Вот я наконец-то могу разнюхать, что меня ожидает перловая каша. Та еще скверная гадость. Есть ее на завтрак, обед и ужин я уж точно не собираюсь. Отец сидит, ссутулившись над тарелкой, соскребая ложкой остатки месива. Мама уже давно все съела и моет посуду. Она окидывает меня грозным взглядом, а потом переводит его на отца. Только сейчас я замечаю, как он нахмурил брови. Он явно был зол на маму за что-то. Не люблю копаться в чужих душах, да и надоело это порядком. Молча я сажусь за наш маленький стол и пододвигаю к себе перловку. Она уже остыла и выглядит еще противнее. Иногда, кажется, что если я переверну, ее она не упадет. Взяв в руку ложку, я небрежно ковыряюсь в каше. Где-то снизу слышится цокот длинных когтей. Я отодвигаю скатерть и вижу, что под столом, у самых моих ног сидит наша собака Ева и жалобными глазами смотрит на меня. Вот уж кто точно не откажется от тарелки каши. Я окидываю взглядом кухню и вижу, что никто не обращает на меня никакого внимания. Еве повезло, я плавно опускаюсь под стол и ставлю тарелку с кашей перед ней. Она с жадностью начинает слизывать эту гадость с тарелки. Не представляю, как она это ест. Я вылезаю из-под стола и встаю. Быстрым шагом возвращаюсь к себе в комнату, хватаю сумку с учебниками и направляются к прихожей. Я надеваю куртку и ботинки, открываю дверной замок и выхожу.

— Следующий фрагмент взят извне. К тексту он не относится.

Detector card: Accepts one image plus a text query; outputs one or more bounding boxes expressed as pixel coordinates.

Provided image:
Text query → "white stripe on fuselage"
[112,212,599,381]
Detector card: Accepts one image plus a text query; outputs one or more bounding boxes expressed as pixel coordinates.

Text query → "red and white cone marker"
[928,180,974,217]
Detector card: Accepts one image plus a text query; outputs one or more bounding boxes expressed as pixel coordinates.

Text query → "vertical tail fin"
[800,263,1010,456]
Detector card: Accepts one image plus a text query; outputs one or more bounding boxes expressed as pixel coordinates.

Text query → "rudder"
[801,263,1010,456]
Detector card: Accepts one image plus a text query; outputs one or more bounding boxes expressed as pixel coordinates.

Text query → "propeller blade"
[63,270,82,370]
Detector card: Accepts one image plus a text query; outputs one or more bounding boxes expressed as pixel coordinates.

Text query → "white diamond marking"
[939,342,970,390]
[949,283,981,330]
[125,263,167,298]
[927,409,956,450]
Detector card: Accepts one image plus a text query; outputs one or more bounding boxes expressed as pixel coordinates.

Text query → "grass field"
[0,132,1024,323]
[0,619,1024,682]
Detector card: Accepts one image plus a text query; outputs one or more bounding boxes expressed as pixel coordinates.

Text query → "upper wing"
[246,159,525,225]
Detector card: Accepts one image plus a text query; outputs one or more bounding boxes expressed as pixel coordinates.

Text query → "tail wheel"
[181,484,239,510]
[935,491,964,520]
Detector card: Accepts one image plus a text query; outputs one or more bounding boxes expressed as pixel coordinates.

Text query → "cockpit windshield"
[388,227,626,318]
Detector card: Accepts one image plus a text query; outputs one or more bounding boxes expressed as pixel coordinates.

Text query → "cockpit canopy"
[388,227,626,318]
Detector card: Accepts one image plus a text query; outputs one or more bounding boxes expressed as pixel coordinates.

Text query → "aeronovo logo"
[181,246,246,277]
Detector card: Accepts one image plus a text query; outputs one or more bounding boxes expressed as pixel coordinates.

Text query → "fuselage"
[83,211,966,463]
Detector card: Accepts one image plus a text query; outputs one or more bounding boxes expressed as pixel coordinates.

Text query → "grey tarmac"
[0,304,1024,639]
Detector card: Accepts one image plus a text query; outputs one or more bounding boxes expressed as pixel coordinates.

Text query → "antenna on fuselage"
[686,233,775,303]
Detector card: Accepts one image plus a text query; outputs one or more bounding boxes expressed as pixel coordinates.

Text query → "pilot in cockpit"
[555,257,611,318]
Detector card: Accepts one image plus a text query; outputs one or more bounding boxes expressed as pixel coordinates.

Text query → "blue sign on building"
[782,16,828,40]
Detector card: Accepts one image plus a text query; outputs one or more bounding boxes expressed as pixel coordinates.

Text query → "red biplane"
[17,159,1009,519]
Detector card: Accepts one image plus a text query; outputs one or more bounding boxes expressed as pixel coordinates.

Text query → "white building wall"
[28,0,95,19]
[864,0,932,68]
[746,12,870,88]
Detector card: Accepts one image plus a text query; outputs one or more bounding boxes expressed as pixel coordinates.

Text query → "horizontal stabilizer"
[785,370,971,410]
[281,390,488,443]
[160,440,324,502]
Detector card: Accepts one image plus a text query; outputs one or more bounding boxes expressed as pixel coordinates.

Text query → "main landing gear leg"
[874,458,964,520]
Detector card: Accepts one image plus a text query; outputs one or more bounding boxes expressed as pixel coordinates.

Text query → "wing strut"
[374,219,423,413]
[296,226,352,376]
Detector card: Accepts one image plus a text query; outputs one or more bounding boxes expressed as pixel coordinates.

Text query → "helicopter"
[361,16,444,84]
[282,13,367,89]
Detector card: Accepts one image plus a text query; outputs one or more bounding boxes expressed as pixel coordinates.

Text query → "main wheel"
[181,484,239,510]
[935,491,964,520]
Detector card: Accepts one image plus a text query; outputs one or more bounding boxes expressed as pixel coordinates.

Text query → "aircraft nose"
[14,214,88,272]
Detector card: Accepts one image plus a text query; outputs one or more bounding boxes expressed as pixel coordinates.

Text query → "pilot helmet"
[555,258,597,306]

– Я в школу! – небрежно бросаю я по привычке. Мой голос остается в доме вместе с моими родителями, которым вряд ли есть до меня дело. Я быстро сбегаю по лестнице у крыльца и устремляюсь к еще более ужасному зданию, которое носит название – школа.
Спешить мне не зачем, всё равно опоздаю и приду ко второму уроку. Поскольку у меня есть целый час дойти до школы я могу оглядеться вокруг. Окинув взглядом улицы, я с ужасом понимаю, что нам не выжить в этом мусорном баке, который имеет право носить гордое название город! Не выживем! На каждом углу свалка, в каждой канаве валяется какой-нибудь алкаш. Невыносимая вонь от фабрик и заводов. В каком же ужасном месте живут дети и помладше меня.
Мой взгляд падает на дом, в котором живет моя одноклассница и подруга Бренда. Красивая девчушка с белокурыми локонами, всегда собранными резинкой в высокий хвост. Она порядочный человек, не то, что я. Всегда приходит в школу вовремя, делает уроки, да и вообще она даже чересчур правильная. Её отец, как мне известно, владеет небольшой конюшней на окраине города. Я оборачиваюсь в противоположную сторону. Быстрым шагом передвигаюсь в обратном направлении. Школа осточертела мне уже давно, пора что-то менять в этой обыденной жизни.
Мой шаг ускоряется, а сердце колотится все сильнее. Силы уже иссякли, когда я уперлась в огромные деревянные ворота. Конюшня находилась не так уж далеко от моего дома. Я с семьей жили в самом бедном участке нашего города, и только конюшня делала его хоть немного известным. Каждое утро, по дороге в школу я встречала множество ребят верхом на красивых лошадях. Что-то меня тянет к этим прекрасным существам, которые в миллионы раз искреннее, чем люди. Приободрившись воспоминаниями, я сильно стучу кулаком в ворота. Дерево настолько отвердело, что костяшки моих пальцев краснеют, как после хорошей драки. Дверь открывать никто не спешит. Наверное, родители Бренды сильно заняты, или еще не пришли. Мои размышления прерывает звук ключа в замочной скважине. Два поворота и образуется щель между воротнями. Из нее высовывается отец Бренды.
– Здравствуйте, мистер Эллингтон!
– Здравствуй, Анастасия, разве ты не должна быть в школе? – его брови искривляются, образуя на лице недоумение.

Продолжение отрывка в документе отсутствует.